The Arizona Cardinals’ defense allows 370.0 yards per game, including the 13th-most passing yards (249.8). The 23.3 points allowed per game is the ninth-fewest in the NFL. In 2020, the Cardinals boast a top red-zone defense; the 51.61-percent red zone scoring percentage allowed (touchdowns only) is the third-lowest percentage. However, over their last three games, that percentage is 85.71-percent (second-most). The DVOA defense of the Cardinals paints them as a slightly better defense than the yards they allow through the air and ground. Because of their low red zone scoring allowed, the Cardinals have the ninth-best DVOA defense. The Cardinals’ special teams unit grades out in the bottom-third in the NFL (No. 21). Their kick and punt return units both grade as bottom-five units in the NFL. The Cardinals’ defense loves to pressure quarterbacks. Their 41.7-percent blitz percentage is tied for third in the NFL; however, their 22-percent pressure percentage is 15th. To put this in perspective, the three teams that pressure as much as the Cardinals (Steelers, Buccaneers, Ravens) have the 1st, 2nd, and 7th highest pressure percentages in the NFL.

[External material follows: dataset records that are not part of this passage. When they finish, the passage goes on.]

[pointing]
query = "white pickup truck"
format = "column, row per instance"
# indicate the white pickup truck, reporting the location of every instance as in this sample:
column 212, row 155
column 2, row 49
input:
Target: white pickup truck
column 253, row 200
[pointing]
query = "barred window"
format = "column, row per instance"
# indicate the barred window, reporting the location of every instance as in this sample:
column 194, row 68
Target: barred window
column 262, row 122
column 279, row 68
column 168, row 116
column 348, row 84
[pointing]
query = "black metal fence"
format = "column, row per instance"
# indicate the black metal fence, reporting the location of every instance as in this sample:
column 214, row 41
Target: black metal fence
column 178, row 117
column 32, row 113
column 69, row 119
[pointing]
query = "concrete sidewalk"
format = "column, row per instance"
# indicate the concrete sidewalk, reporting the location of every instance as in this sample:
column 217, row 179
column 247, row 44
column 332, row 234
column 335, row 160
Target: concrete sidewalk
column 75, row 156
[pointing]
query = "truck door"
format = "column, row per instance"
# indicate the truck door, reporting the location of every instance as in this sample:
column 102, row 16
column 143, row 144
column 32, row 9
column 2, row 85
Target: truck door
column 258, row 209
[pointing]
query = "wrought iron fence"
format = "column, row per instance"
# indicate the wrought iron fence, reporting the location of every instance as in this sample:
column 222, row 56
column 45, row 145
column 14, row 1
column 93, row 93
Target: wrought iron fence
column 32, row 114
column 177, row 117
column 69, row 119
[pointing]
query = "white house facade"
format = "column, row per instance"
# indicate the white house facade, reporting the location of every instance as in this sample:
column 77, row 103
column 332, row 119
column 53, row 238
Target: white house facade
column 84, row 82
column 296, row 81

The Seattle Seahawks’ defense allows more than 30 yards more per game than the next-worst defense. Their pass defense has been shredded this season for a league-worst 353.3 yards allowed per game, while their rush defense has allowed the fourth-fewest yards (95.0). Seattle’s red zone defense is in the bottom-third in the NFL in touchdown scoring percentage allowed (67.57-percent), including allowing a 73.33-percent touchdown scoring percentage over the last three games. Looking at DVOA, the Seahawks’ passing defense is better than advertised (No. 26), while their rushing defense rank (No. 9) reveals that the low rushing yards allowed per game are not solely because of their porous pass defense. Unlike the Arizona Cardinals, the Seahawks have an elite special teams unit. Their special teams unit’s DVOA is ranked third in the NFL buoyed by their kicking and punting units. Only the Steelers (17), Buccaneers (17), and Bills’ (16) defenses produce more takeaways than the Seahawks (15). Two of those three teams (Buccaneers and Bills) have played one more game than the Seahawks. Like their NFC West rival, the Seahawks blitz at a high-rate (34.2-percent, No. 9), but fail to produce pressure (20.3-percent, No. 19).
The Cardinals have a deceptively good defense and the Seahawks’ defense is good at stopping the run. Overall defense advantage goes to the Cardinals. The special teams’ advantage in this game goes to the Seahawks by a wide margin. Both offenses can move the ball and score. I’ll give a slight advantage to the Seahawks because the Seahawks’ defense can limit the Cardinals’ league-leading 168.9 rushing yards. They held Kyler Murray to his second-lowest yards per carry (4.8) on the season. I can’t bring myself to pick the OVER on an NFL game where the total is set at 57.5 points. So give me the UNDER in this game and I’ll go with Seattle at home to tie up the series 1-1 this season.